Once those services are discovered, the gateway can register them and start sending traffic. Netflix Ribbon is the ability to balance eligibility calls between the three eligibility microservices. In Amazon, you use Elastic Load Balancer.

Leslie Chapman: What happens when traffic gets high? How do we load balance this? What happens if one of those nodes goes down?

Michael Winslow: Fault tolerance and the circuit breaker pattern. If the database for one eligibility microservice fails and causes the microservice to fail, you might retry once, twice, three times, and then say, "I want this out of my mix." Hystrix handles that on the Netflix stack. It is graceful fault tolerance. It takes that eligibility service out of the rotation. If you are hand-rolling your own, you may need to start another microservice yourself. In AWS, it can be handled for you.

Leslie Chapman: This is sounding really great. We can be super fault-tolerant, take this big team, assign them to microservices, and not take a hit to productivity. Where is the but?

Michael Winslow: Great breakdown. Now we should let the audience decide: would you rather have us tell you what our team learned, or have us tell you what our team learned?

If you start your microservices journey, you may find snarky comments on the internet. One flowchart asks, "Are you Netflix?" If no, then no. That was a joke then and is still kind of a joke, but there are great use cases to move to microservices. A lot of people make a mistake when they jump in too soon.

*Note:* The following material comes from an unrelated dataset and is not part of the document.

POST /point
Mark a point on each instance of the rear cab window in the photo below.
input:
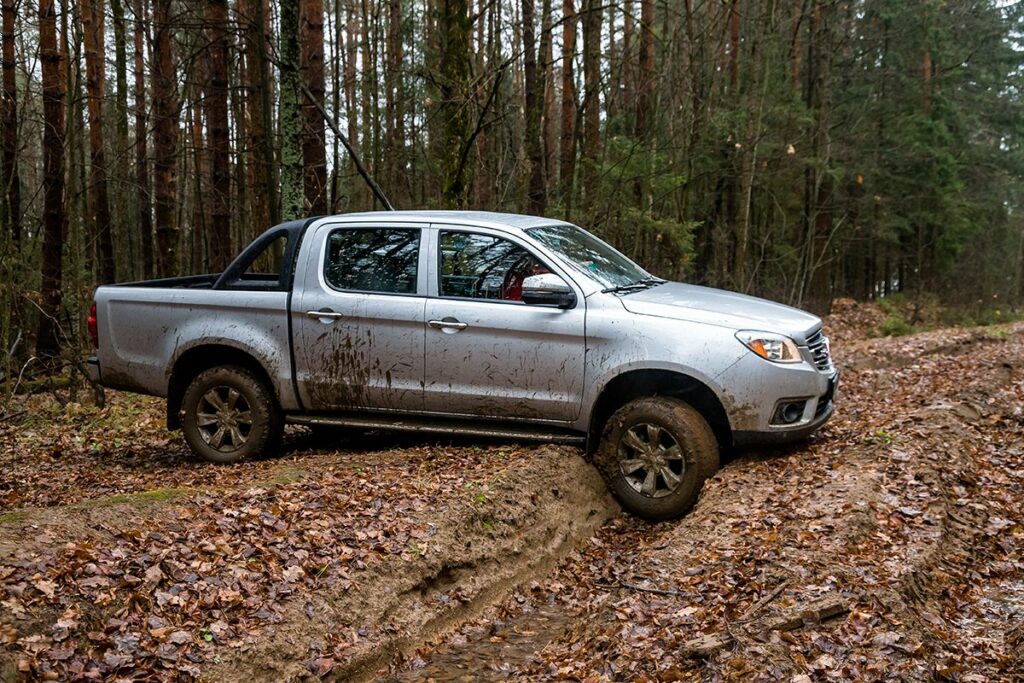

I want to quote a friend of mine, Ryan Emerle, a developer on Xfinity Mobile: "Complexity begets complexity. Soon tools are needed to manage the complexity, then tools are needed to manage the tools."

Leslie Chapman: I think our Splunk costs went up. How are we going to figure this out?

Michael Winslow: Maybe we can figure out how that happened with microservices. Suppose we need to call our API to determine if a particular user is eligible to purchase a device. In a monolith, every time we cross a process boundary, we make a syslog entry. The HTTP request comes into the eligibility service, goes to the service layer, calls the user service, and goes to the database. Then it gets device information. Let's say we have three process-boundary jumps and three syslog entries.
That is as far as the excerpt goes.